Несколько секунд она смотрела на Пульхерию с ненавистью, словно хотела выжечь место, где та сидела. Штыкин с интересом наблюдал за ней. Она, поймав его взгляд, в мгновение ока переменилась и расплылась в самой любезной улыбке, затем надула губы, точно обиженный ребенок, собирающийся заплакать. Лицо Штыкина было по-прежнему непроницаемо. Он просто молча ожидал выплеска эмоций, но его не последовало, и вскоре Галина Матвеевна, справившись с одолевшими ее чувствами, внимала каждому его слову, всем своим видом показывая, что готова ответить на любой вопрос.

– Пульхерия Афанасьевна утверждает, что Григория Гранидина в ту ночь здесь не было, вместо него она провела ее с Никитой Антоновичем Назаровым. Она утверждает также, что вы застали их в самый неподходящий момент, а именно целующимися. Вам нечего бояться, Галина Матвеевна, скажите только, что здесь произошло на самом деле.

Домработница покраснела и стала нервно теребить оборки на фартуке, усиленно изображая, что очень нервничает и пытается взять себя в руки. Промокнув фартуком сухие глаза, она скорчила виновато-растерянную физиономию и сказала:

– Я вас не понимаю. Не знаю, что имеет в виду Пульхерия Афанасьевна, только в ту ночь здесь был Гришенька. Я накормила их ужином, потом они смотрели телевизор и играли в карты. А с Гришенькой их целующимися я не заставала… Грех-то какой, она ему в матери годится… К тому же Пульхерия Афанасьевна – женщина предпенсионного возраста, на нее наш Гришенька не позарится…

Пульхерия дар речи потеряла от таких слов. Особенно ее взбесило словосочетание «предпенсионного возраста». Уперев руки в бока, она презрительно усмехнулась, но на провокацию не поддалась и спокойно сказала:

– Она лжет. Ей Александр Николаевич две тысячи евро заплатил за вранье. Я сама передавала конверт.

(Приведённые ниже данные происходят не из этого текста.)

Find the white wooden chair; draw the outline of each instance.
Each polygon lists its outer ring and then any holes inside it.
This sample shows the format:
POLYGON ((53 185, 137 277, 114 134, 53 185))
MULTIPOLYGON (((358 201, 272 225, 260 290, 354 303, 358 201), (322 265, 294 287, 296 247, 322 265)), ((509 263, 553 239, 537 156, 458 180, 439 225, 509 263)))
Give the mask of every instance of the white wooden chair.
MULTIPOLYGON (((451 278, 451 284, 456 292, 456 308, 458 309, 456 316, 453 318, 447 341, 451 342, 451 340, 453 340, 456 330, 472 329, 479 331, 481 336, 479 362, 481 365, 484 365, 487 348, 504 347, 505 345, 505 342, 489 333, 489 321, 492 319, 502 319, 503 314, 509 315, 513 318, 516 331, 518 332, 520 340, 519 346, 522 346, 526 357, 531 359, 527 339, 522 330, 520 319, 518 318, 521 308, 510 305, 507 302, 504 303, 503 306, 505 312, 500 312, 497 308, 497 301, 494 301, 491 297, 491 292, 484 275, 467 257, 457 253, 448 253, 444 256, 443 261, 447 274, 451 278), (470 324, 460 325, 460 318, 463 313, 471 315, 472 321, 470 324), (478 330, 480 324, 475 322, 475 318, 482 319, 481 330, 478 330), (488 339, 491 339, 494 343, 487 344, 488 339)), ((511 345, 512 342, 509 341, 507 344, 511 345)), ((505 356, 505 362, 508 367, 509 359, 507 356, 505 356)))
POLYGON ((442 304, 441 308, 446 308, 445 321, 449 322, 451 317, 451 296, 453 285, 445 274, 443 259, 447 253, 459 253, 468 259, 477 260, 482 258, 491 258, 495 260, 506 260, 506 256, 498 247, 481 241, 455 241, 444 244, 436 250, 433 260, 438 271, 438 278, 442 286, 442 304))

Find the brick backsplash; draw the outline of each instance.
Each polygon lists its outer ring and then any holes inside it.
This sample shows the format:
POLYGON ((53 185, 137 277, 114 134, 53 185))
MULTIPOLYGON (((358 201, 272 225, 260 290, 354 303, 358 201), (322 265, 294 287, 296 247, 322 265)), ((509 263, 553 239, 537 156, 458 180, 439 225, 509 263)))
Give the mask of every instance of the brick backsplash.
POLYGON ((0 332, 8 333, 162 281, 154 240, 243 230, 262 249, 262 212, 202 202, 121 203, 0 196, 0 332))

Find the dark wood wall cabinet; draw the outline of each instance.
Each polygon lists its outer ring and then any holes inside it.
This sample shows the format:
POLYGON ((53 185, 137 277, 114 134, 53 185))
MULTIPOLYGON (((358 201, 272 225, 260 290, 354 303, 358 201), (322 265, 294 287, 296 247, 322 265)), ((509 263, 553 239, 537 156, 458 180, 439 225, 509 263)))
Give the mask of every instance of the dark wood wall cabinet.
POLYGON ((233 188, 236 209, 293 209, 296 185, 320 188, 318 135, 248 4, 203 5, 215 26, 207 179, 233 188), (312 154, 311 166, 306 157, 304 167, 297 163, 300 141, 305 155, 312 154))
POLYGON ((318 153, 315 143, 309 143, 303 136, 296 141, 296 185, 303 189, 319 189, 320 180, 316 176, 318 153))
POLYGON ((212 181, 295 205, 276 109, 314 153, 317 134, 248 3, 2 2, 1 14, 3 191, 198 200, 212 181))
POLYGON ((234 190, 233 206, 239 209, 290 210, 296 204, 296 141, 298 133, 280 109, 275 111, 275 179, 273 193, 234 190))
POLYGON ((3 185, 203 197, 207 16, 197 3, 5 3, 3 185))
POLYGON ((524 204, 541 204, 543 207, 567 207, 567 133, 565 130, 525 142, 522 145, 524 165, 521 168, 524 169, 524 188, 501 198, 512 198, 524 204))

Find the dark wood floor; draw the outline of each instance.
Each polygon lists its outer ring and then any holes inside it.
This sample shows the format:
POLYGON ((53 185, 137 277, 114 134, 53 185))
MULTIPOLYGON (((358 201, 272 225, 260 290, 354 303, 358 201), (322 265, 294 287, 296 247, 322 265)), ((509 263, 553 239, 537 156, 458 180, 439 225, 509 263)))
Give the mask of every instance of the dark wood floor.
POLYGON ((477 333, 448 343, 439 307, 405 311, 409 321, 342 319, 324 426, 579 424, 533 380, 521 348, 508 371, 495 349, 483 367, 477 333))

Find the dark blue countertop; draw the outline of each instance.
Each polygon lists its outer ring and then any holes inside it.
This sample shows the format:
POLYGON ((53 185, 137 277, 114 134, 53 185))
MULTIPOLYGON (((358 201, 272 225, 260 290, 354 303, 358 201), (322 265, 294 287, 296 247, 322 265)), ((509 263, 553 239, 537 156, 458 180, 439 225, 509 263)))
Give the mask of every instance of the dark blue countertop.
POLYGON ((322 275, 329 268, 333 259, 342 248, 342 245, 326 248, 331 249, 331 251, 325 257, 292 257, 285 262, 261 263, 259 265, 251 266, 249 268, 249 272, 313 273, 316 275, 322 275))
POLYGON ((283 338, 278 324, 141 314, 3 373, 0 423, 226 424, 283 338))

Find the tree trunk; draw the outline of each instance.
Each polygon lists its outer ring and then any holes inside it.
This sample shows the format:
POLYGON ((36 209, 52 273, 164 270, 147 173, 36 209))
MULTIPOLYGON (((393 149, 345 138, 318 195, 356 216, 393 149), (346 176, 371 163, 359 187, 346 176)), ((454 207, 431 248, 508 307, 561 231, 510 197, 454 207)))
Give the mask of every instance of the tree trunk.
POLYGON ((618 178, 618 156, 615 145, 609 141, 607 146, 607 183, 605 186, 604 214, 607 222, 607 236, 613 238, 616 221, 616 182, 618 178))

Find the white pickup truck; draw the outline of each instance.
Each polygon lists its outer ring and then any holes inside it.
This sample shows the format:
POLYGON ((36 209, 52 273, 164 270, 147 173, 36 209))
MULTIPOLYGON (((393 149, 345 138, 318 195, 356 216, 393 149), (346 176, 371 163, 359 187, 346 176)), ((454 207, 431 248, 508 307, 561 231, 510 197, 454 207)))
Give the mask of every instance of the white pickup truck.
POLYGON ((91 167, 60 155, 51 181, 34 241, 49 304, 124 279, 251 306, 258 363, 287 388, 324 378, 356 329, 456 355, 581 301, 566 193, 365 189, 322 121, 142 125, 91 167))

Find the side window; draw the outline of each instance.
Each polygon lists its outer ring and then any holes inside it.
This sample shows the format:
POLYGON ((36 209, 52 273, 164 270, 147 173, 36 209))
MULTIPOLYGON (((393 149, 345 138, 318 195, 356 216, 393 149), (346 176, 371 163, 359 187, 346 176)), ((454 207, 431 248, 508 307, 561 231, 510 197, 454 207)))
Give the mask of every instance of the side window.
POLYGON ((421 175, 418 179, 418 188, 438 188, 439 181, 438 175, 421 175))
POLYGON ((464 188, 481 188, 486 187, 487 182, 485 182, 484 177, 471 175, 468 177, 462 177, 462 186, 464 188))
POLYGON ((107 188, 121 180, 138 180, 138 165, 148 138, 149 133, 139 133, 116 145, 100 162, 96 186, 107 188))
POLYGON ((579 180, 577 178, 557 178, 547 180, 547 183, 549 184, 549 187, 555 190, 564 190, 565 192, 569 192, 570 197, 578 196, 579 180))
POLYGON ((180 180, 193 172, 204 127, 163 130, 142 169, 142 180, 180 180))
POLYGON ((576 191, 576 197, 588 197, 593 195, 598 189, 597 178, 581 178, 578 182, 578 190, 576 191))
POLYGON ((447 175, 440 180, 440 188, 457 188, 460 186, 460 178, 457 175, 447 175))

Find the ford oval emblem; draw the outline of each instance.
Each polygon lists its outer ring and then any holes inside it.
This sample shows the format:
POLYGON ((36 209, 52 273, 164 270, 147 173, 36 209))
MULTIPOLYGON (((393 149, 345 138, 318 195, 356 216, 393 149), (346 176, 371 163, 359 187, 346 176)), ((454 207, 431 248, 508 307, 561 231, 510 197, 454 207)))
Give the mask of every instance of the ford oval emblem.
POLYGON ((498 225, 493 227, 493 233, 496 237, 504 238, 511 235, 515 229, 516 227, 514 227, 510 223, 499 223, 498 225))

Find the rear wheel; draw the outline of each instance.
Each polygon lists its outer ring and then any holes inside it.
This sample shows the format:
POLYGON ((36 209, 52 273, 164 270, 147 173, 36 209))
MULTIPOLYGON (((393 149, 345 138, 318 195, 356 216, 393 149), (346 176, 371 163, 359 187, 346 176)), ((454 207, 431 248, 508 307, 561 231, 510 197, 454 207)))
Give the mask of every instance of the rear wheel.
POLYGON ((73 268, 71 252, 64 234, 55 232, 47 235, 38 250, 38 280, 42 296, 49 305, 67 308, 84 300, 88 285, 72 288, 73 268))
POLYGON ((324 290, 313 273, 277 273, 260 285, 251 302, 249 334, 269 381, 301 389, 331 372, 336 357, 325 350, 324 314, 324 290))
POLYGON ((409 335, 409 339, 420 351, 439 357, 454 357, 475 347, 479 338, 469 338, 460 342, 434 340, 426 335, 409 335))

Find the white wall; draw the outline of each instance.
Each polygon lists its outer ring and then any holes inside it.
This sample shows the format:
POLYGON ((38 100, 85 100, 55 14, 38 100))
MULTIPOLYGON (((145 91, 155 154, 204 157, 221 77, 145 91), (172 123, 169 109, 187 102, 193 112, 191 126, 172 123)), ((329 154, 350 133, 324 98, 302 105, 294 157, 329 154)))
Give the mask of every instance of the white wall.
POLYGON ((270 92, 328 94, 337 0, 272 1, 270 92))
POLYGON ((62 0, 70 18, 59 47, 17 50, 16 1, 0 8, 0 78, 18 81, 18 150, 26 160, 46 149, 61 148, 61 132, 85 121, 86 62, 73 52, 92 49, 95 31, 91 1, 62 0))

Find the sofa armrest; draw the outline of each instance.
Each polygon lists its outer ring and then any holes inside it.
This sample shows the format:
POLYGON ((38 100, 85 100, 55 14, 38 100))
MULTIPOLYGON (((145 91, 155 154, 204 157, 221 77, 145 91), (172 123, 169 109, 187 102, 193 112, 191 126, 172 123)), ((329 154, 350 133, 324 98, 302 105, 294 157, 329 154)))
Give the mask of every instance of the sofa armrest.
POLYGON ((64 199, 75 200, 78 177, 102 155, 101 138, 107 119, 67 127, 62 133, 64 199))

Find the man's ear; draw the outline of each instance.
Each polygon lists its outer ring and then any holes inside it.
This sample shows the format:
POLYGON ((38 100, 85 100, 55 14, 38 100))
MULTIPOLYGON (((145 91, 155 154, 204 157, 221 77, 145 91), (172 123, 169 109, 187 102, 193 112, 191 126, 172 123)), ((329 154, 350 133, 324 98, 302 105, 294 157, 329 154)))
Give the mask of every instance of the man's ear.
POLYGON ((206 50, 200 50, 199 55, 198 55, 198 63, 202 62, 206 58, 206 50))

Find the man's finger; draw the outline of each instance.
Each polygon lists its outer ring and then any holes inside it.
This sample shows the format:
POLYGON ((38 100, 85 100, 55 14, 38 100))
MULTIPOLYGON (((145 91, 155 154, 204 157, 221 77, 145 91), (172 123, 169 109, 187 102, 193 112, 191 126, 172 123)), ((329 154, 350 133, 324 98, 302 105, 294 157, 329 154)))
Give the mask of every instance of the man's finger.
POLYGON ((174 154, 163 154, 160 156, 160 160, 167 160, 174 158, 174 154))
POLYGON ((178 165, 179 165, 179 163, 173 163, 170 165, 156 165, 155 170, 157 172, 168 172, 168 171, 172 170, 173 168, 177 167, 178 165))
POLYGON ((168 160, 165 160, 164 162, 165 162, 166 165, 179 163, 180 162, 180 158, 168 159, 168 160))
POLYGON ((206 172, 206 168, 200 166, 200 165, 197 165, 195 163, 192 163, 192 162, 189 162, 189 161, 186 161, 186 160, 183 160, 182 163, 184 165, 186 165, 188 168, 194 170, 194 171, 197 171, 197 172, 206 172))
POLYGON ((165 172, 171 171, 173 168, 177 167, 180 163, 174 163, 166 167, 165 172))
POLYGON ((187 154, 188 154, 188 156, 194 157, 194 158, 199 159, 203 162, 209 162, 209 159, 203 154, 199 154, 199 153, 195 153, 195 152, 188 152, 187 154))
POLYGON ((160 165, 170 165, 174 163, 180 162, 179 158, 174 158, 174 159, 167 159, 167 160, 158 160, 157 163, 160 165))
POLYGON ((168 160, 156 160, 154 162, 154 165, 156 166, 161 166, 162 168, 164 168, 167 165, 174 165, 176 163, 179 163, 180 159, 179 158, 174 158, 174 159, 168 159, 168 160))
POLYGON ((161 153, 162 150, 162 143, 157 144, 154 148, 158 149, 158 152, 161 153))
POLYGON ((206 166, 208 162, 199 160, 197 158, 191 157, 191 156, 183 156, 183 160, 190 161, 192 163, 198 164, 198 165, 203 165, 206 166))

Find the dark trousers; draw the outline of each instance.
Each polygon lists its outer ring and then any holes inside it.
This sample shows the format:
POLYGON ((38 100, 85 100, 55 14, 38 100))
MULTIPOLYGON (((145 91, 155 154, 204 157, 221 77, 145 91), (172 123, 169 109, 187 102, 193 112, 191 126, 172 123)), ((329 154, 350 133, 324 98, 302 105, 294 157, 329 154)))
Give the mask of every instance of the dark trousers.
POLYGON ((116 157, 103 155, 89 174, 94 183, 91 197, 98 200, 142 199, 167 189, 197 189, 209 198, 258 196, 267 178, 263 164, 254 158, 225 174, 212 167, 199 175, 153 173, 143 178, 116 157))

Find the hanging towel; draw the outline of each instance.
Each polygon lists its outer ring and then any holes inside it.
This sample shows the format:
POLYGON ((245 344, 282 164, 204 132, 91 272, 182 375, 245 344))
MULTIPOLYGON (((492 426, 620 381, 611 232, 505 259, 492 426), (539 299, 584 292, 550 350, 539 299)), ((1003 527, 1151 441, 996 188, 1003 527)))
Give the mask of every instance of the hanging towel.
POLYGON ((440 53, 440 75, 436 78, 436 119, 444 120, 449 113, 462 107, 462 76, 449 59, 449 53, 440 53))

– Это правда? – спросил Штыкин.

– Простите, Игорь Петрович, у Пульхерии Афанасьевны временное помрачение рассудка. Она очевидно с тем мужчиной в другой день встречалась, когда меня дома не было. Я за ней не слежу, мне не за это деньги платят. Может, она каждый день с разными мужчинами встречается, поэтому всех не помнит. Что касается денег, то здесь мне платят хорошую зарплату. Это не преступление получать деньги в конверте.

Пуля была в ярости:

– Гнусная ложь. Эта врушка-старушка так говорит, потому что Гранидин разрешил ей привезти сына в Москву, чтобы здесь положить в больницу. Понятно – теперь она правды не скажет, иначе он от своего обещания откажется.

По лицу Галины Матвеевны пошли красные пятна, она продолжала испуганно смотреть на следователя непонимающим взглядом. И делала это весьма убедительно. Штыкин был невозмутим, только, слегка щурясь, переводил глаза с Пульхерии на домработницу и обратно.

– Я работаю у Александра Николаевича уже давно. Сначала у него в доме, потом он мне поручил за Германом Александровичем присматривать. Разумеется, он хочет помочь моему Ленечке. Он добрый и заботливый, относится ко мне, как к члену семьи. И Гришенька, и Герман Александрович – все ко мне хорошо относятся, кроме вас, Пульхерия Афанасьевна. Вы меня с первого дня невзлюбили. Сказать про меня такую гадость… Будто я за деньги… Да как у вас язык повернулся? Это все оттого, Игорь Петрович, что она меня к Герману Александровичу ревнует. Думает, я его у нее отбить хочу.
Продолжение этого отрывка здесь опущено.